In statistics and probability, the normal distribution, also called the Gaussian distribution (after Carl F. Gauss), Gaussian distribution or Laplace-Gauss distribution, reflects how data are distributed in a population.

This is the most frequent distribution in statistics, and is considered the most important because of the large number of real variables that take its form. Thus, many of the characteristics in the population are distributed according to a normal distribution: intelligence, anthropometric data in humans (for example height, height…), etc.

Let’s look in more detail at what normal distribution is, and several examples of it.

What is normal distribution in statistics?

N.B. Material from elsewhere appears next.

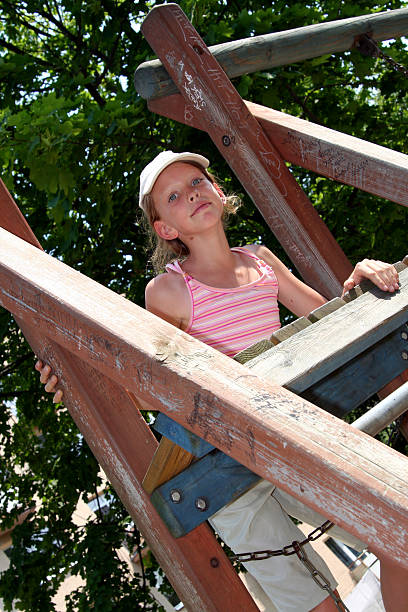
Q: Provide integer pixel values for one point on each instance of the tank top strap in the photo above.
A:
(175, 267)
(262, 265)
(245, 251)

Normal distribution is a concept that belongs to statistics. Statistics is the science of counting, sorting, and classifying data obtained from observations so that comparisons can be made and conclusions drawn.

A distribution describes how certain characteristics (or data) are distributed in a population . Normal distribution is the most important continuous model in statistics, both because of its direct application (since many variables of general interest can be described by such a model), and because of its properties, which have allowed the development of numerous statistical inference techniques.

The normal distribution is therefore a probability distribution of a continuous variable . Continuous variables are those that can take on any value within a range that is already predetermined. Between two of the values, there can always be another intermediate value, which can be taken as a value by the continuous variable. An example of a continuous variable is weight.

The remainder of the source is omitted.